Walmart: Competing on all Shop Fronts

Author: Danyaal Munshi

Walmart: Competing on all Shop Fronts

19 May 2023

Key Indicators

Index / Fund / Rate Start of Year Last week This Week % change YTD
Lunar BCI WW Flexible Fund 141.43 165.99 168.85 19.39%
JSE ALSI 73 049 78 330 78 176 7.02%
NASDAQ Composite 10 467 12 285 12 658 20.93%
S&P 500 3 840 4 124 4 192 9.17%
Prime Lending Rate 10,50% 11.25% 11.25% 7.14%
USD/ZAR 16,98 19.33 19.42 14.37%
EUR/ZAR 18,44 20.97 20.99 13.83%
Brent Crude ($’barrel) 85,95 74.17 75.84 -11.76%

Source: Iress

Weekly Stocktake with Danyaal

Walmart: Competing on all Shop Fronts

Walmart, a business owned by Lunar Capital funds and clients, recently announced its Q1 2024 results. Notably, the company recorded a revenue of $152 billion, a 7.6% increase compared to the same quarter last year. Operating income saw a significant rise of 17.3% to reach $6.2 billion. However, Walmart had to make adjustments to the fair value of its investments, resulting in a $3 billion line-item decrease on the Income statement. Consequently, the diluted net income per a share decreased by 16.2% compared to the same quarter last year. During the quarter, Walmart achieved a gross margin of 24.3% and an operating margin of 4.1%.

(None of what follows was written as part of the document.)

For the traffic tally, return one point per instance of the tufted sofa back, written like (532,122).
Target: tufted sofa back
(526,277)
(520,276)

Walmart has long been recognized for its focus on affordability and customer satisfaction. In a high-inflation environment consumers tend to “buy down”, i.e. they look for cheaper alternatives. Walmart could benefit from this trend. However, this is not the only front they are battling on. Walmart has recently ventured into the realm of e-commerce. In their latest financial results, Walmart experienced a noteworthy 26% growth in global e-commerce sales. Although e-commerce currently represents a relatively small portion of their total sales, it is growing at a faster rate compared to many of Walmart’s other business segments. The advertising segment is the only other segment exhibiting similar growth, with an increase in sales of 30% compared to the same quarter last year.

Walmart is strategically expanding its reach beyond its traditional competitors and targeting businesses that were not historically in direct competition with them. In the e-commerce realm, they are notably aiming to compete with Amazon, despite Amazon holding a significantly larger market presence. For the most recent fiscal year, Amazon’s e-commerce business recorded sales of $375 billion, while Walmart recorded e-commerce sales of $82 billion.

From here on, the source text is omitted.